Up ahead, Smit beat his rivals in both the intermediate sprints to score 2 bonus seconds and 16 points for the points classification. Their break was, however, doomed as they only had a 2.40 gap with 70km to go.


A calm stage

Lander and Zabel kept it around that mark for most of the stage while many riders were happy to realize that the feared wind did not come into play. Instead, they had plenty of time to chat with their colleagues while BMC did the hard work on the front.


With 40km to go, the gap dropped below the 2-minute mark and the big teams now started to move to the front. However, it was still BMC who led the main group as they were now approaching the sea and downtown Dubai.


The break splits up

Up ahead, Nunes lost contact with his companions when 27km still remained and he was quickly swallowed up by the peloton. At the same time, Thor Hushovd who was expected to be the BMC sprinter on the stage, had an unfortunate puncture and as his team had enough to do to keep Phinney safe, he had to chase back on his own.


The Norwegian managed to get back on with 20km to go when the gap was down to less than a minute.

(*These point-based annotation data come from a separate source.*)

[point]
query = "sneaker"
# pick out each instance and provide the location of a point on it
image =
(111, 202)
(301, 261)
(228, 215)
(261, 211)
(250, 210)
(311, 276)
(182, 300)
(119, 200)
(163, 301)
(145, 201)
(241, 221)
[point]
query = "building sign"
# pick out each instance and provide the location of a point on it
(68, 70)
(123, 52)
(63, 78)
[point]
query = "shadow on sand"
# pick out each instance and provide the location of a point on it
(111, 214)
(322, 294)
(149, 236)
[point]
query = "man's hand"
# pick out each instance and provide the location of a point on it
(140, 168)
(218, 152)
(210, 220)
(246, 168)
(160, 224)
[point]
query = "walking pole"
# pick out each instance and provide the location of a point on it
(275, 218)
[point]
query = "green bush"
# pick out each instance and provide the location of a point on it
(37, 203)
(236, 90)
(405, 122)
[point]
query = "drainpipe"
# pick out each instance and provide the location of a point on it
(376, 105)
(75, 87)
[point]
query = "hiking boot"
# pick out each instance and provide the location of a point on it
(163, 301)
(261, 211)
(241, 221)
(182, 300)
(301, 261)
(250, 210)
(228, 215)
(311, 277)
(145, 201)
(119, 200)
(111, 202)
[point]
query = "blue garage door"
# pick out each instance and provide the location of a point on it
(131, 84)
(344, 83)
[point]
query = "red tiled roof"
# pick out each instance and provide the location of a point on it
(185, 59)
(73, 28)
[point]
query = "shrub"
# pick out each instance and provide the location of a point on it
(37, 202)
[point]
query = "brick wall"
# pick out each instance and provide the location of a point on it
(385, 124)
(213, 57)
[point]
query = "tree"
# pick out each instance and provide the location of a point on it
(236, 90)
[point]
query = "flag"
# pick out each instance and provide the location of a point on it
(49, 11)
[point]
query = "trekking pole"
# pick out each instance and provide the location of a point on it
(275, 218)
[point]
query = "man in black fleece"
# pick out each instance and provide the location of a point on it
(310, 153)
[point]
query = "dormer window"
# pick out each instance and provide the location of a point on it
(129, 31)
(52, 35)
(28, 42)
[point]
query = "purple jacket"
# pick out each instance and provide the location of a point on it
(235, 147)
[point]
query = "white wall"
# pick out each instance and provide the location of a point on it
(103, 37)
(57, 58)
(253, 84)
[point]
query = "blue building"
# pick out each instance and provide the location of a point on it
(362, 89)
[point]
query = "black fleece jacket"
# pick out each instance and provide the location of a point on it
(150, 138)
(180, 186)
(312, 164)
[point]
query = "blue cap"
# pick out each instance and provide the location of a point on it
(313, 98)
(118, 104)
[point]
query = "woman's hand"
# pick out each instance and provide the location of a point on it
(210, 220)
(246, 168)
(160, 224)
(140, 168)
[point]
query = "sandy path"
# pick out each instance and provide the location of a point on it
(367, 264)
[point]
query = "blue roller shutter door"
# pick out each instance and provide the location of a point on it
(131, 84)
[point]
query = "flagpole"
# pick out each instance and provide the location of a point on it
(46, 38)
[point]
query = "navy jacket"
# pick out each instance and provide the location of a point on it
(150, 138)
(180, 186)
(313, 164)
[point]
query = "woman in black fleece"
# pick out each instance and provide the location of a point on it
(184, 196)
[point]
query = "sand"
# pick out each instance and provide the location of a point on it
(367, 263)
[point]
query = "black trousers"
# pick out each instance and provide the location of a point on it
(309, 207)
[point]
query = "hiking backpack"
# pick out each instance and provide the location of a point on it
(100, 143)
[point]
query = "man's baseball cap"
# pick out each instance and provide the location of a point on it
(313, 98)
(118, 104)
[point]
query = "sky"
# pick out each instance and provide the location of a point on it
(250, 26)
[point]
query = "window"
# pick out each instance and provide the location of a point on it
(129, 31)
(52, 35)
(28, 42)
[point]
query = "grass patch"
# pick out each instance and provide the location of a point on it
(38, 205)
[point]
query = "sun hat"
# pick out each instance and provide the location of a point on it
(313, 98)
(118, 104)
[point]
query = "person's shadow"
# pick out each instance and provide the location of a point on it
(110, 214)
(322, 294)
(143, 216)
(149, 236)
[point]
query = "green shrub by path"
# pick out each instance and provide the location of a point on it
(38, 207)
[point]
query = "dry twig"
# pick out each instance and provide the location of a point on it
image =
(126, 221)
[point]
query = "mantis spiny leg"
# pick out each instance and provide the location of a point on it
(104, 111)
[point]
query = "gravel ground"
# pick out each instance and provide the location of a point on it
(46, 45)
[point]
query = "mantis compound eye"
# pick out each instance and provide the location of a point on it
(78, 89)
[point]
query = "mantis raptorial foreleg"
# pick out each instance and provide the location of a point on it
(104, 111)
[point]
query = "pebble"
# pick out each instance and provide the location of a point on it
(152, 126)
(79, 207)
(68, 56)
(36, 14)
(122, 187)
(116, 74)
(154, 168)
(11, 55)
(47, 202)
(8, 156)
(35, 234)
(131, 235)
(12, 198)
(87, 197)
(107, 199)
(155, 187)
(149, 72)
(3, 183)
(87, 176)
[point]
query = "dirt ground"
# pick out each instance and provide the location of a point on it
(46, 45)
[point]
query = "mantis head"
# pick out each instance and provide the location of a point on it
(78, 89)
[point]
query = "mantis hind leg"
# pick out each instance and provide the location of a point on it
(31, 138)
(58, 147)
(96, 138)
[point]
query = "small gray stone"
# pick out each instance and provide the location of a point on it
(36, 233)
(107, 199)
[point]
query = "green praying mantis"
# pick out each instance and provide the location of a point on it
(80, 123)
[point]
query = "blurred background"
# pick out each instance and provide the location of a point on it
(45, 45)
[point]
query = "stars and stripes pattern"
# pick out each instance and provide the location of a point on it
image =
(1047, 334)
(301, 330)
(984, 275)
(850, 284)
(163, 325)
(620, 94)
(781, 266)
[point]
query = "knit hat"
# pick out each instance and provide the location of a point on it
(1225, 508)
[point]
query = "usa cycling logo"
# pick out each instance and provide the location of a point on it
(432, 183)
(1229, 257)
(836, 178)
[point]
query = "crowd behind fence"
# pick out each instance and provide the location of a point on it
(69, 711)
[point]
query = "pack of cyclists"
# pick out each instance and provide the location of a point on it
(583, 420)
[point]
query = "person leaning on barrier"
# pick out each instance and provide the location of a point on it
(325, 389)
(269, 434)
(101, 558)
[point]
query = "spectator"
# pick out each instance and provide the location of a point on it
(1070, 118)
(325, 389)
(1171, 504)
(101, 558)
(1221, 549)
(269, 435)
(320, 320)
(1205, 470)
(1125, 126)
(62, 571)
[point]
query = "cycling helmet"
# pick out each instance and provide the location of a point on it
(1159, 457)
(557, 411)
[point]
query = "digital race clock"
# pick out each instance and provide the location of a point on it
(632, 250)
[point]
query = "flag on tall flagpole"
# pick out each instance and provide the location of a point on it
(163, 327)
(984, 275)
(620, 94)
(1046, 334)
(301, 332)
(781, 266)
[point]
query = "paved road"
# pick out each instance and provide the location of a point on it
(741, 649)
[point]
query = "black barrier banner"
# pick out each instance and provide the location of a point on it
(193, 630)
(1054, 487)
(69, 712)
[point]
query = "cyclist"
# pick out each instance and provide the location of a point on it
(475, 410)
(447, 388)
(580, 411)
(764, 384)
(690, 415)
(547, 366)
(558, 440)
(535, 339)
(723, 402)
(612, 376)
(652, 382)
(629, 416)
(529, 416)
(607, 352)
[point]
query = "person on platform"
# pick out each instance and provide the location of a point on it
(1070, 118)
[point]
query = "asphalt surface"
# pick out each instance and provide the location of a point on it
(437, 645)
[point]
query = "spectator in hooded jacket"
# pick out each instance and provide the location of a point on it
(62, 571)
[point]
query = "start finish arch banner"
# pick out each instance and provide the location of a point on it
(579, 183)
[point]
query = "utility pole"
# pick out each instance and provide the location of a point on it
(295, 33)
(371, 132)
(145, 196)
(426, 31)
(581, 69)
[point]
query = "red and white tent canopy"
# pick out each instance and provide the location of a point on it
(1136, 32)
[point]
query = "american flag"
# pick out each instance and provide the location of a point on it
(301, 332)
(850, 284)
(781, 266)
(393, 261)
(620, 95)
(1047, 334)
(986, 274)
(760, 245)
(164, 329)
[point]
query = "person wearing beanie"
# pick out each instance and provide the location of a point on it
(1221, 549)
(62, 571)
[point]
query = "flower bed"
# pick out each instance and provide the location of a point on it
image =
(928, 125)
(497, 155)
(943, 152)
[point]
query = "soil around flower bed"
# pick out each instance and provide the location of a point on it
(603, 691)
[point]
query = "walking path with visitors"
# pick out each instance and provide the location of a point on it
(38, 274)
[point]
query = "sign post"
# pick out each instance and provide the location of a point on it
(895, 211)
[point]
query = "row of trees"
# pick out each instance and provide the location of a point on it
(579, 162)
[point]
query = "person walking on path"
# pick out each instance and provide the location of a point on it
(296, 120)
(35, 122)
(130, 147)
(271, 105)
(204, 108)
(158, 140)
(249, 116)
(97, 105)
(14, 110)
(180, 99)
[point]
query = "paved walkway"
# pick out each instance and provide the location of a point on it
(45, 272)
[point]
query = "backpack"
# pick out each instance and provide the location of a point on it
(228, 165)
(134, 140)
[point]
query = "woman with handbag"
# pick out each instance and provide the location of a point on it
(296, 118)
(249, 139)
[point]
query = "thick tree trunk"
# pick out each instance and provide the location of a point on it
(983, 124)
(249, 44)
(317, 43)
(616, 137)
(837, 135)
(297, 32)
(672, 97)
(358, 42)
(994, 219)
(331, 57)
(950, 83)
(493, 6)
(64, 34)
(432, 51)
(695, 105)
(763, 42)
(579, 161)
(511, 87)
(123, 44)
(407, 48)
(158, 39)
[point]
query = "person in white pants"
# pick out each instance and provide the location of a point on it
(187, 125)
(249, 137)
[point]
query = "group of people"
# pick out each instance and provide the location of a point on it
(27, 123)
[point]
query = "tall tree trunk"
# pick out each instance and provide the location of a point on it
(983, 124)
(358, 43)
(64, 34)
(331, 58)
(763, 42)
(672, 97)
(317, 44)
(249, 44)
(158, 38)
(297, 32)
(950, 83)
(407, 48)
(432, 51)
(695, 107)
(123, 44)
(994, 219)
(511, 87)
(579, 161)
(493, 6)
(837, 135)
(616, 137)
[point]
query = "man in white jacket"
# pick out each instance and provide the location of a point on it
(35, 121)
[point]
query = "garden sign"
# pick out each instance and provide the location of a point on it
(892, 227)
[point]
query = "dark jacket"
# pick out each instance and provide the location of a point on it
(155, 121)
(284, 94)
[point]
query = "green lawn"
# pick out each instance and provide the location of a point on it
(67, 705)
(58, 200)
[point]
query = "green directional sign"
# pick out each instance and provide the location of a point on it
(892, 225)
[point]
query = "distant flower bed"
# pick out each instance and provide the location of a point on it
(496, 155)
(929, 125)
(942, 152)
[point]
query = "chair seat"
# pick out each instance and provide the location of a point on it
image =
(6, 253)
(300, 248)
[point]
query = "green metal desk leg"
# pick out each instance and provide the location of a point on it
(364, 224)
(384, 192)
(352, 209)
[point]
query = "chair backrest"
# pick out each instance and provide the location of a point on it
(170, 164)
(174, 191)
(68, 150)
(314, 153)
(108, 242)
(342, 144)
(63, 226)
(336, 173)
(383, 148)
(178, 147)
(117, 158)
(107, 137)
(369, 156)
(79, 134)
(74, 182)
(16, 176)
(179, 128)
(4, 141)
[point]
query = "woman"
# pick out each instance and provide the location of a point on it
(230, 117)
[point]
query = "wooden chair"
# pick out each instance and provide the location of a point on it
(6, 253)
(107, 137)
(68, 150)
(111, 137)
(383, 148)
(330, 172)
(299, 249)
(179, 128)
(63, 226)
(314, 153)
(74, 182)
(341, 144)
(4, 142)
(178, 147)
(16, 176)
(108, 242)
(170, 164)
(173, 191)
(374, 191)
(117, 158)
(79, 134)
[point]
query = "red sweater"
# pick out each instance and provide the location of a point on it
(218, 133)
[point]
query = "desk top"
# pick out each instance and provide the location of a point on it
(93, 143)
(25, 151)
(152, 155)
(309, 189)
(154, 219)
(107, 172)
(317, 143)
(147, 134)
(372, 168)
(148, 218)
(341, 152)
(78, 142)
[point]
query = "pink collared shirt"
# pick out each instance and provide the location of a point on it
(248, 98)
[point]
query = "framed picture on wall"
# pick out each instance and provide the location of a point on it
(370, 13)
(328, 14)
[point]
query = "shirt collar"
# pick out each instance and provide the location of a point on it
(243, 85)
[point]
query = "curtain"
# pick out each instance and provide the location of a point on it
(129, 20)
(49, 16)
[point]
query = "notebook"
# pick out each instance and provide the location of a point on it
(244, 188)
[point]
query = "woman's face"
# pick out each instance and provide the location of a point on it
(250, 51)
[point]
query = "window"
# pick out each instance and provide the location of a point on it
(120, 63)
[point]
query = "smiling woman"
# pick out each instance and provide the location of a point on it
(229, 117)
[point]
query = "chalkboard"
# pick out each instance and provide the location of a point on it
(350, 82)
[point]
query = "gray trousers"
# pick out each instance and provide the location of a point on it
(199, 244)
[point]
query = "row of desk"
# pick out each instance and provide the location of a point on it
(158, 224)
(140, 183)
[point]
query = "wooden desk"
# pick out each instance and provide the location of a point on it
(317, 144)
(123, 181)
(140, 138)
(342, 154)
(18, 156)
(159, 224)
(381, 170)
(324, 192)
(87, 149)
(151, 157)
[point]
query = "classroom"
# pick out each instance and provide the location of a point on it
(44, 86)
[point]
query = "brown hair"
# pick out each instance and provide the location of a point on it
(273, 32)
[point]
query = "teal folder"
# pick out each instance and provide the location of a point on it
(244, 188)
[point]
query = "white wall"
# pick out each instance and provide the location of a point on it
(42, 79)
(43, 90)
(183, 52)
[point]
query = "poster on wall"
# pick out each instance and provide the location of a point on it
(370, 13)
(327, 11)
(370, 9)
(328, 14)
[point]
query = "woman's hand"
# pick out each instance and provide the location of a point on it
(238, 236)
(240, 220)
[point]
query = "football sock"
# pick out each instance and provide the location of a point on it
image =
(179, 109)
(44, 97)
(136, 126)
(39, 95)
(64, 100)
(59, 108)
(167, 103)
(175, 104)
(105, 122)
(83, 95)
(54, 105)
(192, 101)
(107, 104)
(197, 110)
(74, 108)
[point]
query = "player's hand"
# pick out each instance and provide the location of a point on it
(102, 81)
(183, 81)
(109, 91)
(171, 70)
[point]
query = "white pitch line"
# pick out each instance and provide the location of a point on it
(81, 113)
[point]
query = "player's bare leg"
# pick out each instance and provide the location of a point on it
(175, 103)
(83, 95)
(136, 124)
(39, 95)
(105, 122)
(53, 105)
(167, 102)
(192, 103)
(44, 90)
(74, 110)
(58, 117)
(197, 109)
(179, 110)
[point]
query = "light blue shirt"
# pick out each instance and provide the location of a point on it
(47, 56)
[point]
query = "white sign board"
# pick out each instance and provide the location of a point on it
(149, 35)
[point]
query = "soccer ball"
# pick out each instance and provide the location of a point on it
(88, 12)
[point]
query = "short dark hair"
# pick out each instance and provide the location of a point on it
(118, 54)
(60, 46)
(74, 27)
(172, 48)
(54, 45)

Zabel had now used up his last bit of energy while Lander was taking one final big turn on the front.


Mancebo gets clear on his own

With 16km to go, Mancebo showed his experience when he took a shortcut in a roundabout while Smit went the long way. The young South African never managed to rejoin the Spaniard and was quickly swallowed up.


Mancebo continued on his own for a few more kilometres but as the big teams were now battling for the front positions in the peloton, he never had a chance. Omega Pharma-Quick Step hit the front, with Martin Velits, Julien Vermote and Wout Poels swapping turns on the front.


Mancebo is caught

Alejandro Valverde (Movistar) decided to do some solid training and took a big turn on the front to keep his GC rider Adriano Malori in a good position, just as the peloton caught Mancebo with 10.7km to go. Then it was Giant-Shimano to take control, with Chinese Cheng Ji taking a long turn.


Heading onto the Atlantis island, Omega Pharma-Quick Step found back to the front but they screwed it up in a U-turn, allowing Giant-Shimano to take over. The two teams battled for position but it appeared as though the Belgian team was the strongest when Nikolas Maes took control with 2km to go.


De Kort leads the peloton under the flamme rouge

However, Cavendish could see his team lose the front when they passed the flamme rouge as it was Kittel's teammate Koen De Kort who ramped up the pace. However, he was passed by Fabian Cancellara (Trek) who stormed ahead with teammate Giacomo Nizzolo on his wheel.


When Cancellara faded, Phinney opened a long sprint and went head-to-head with Nizzolo. However, Kittel had been well-placed on the American's wheel and had no trouble coming around while Sagan just pipped Phinney for 2nd on the line.